Don’t rush in to a hiring decision

 

We regret to inform you image
We regret to inform you – Image from Caro Wallis “Sweet Sorrow” March 24, 2010 via Flickr, Creative Commons Attribution.

It’s very easy when recruiting to rush in to a decision about hiring somebody, especially so when you haven’t been inundated with a significant number of good candidates.

Be cautious though when making a decision and be sure that you’ve truly explored the options open to you. 

It’s sometimes better to delay a hire (and sub-sequent knock on to work load) than it is to hire someone who’s not right for the team. Hiring someone who is the wrong fit can have a real detrimental impact to the whole team.

One way to mitigate rushing in to a decision is to have a number of different people interview the candidate and then be responsible for making a decision about hiring them. 

If you have at least 4 people interview a candidate then you can get a balanced view of the candidate. Ideally the other interviewers will be from other functions across the delivery side of the business (agile, dev, product, service etc).

If any one person says “no” then it’s up the others to try and convince them to change their mind (if the candidate is worth fighting for) or the other must simply accept the decision and move on.

It can be hard to say “No” to really good candidates, buts it’s a process that helps keep the bar high. It is of course more expensive and time consuming but if you’re trying to hire the best talent then it’s a system I would absolutely recommend.

So why do we rush in?

Of course there are commercial deadlines to meet and hiring constraints to work within but in my experience most people rush in to making decisions on candidates because the candidate is the “best” of the rest.

This sounds harsh but it happens very frequently, especially in the testing and scrum master hiring arena (no doubt others too).

After a string of pretty bad interviews it can be tempting to say “yes” to someone who stands out.
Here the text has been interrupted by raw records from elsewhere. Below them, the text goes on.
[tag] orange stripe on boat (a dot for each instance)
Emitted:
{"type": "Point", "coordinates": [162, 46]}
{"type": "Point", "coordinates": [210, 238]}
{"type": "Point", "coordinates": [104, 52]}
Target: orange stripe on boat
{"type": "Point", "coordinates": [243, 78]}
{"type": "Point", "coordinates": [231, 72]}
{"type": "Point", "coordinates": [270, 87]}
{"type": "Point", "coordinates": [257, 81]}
And this may be a good strategy as you may get the person you want, but is the person standing out because they are exactly what you’re after, or just because they are somewhat better than the others?
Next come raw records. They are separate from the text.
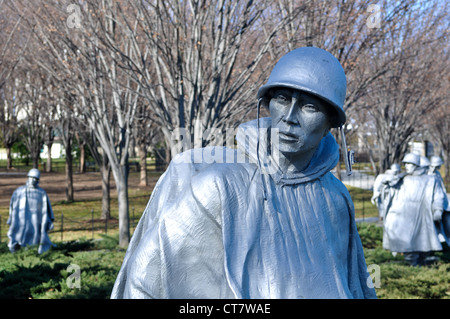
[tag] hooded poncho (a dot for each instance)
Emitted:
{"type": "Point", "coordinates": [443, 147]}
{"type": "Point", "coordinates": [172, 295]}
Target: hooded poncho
{"type": "Point", "coordinates": [30, 218]}
{"type": "Point", "coordinates": [409, 224]}
{"type": "Point", "coordinates": [208, 232]}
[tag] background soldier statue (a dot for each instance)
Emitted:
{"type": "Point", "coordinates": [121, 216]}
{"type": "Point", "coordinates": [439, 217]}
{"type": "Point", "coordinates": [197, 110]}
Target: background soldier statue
{"type": "Point", "coordinates": [443, 226]}
{"type": "Point", "coordinates": [277, 225]}
{"type": "Point", "coordinates": [417, 203]}
{"type": "Point", "coordinates": [381, 190]}
{"type": "Point", "coordinates": [30, 216]}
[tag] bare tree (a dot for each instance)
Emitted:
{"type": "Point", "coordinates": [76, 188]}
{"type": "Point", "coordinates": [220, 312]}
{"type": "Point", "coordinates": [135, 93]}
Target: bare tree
{"type": "Point", "coordinates": [106, 99]}
{"type": "Point", "coordinates": [401, 100]}
{"type": "Point", "coordinates": [197, 62]}
{"type": "Point", "coordinates": [8, 119]}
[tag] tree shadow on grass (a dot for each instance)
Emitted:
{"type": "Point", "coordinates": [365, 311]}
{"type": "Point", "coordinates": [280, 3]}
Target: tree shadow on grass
{"type": "Point", "coordinates": [29, 275]}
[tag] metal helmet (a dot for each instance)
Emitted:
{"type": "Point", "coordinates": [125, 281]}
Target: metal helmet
{"type": "Point", "coordinates": [436, 161]}
{"type": "Point", "coordinates": [412, 158]}
{"type": "Point", "coordinates": [395, 168]}
{"type": "Point", "coordinates": [424, 162]}
{"type": "Point", "coordinates": [314, 71]}
{"type": "Point", "coordinates": [34, 172]}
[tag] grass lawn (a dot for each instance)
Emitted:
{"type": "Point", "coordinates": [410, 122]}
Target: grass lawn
{"type": "Point", "coordinates": [26, 274]}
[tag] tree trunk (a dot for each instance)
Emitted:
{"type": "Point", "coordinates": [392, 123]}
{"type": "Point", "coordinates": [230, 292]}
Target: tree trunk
{"type": "Point", "coordinates": [121, 178]}
{"type": "Point", "coordinates": [143, 164]}
{"type": "Point", "coordinates": [8, 158]}
{"type": "Point", "coordinates": [82, 158]}
{"type": "Point", "coordinates": [48, 167]}
{"type": "Point", "coordinates": [69, 172]}
{"type": "Point", "coordinates": [106, 197]}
In the future I’ll share ways to get the right candidates first time so you spend less time interviewing bad candidates, but for now take it easy when hiring. Take some time, don’t rush, don’t feel the pressure too much and always try to be objective in your decision making. Hiring someone that doesn’t fit can be a very costly and demoralizing event. Instead, consider a group consensus as a way to get a more balanced view of a candidate.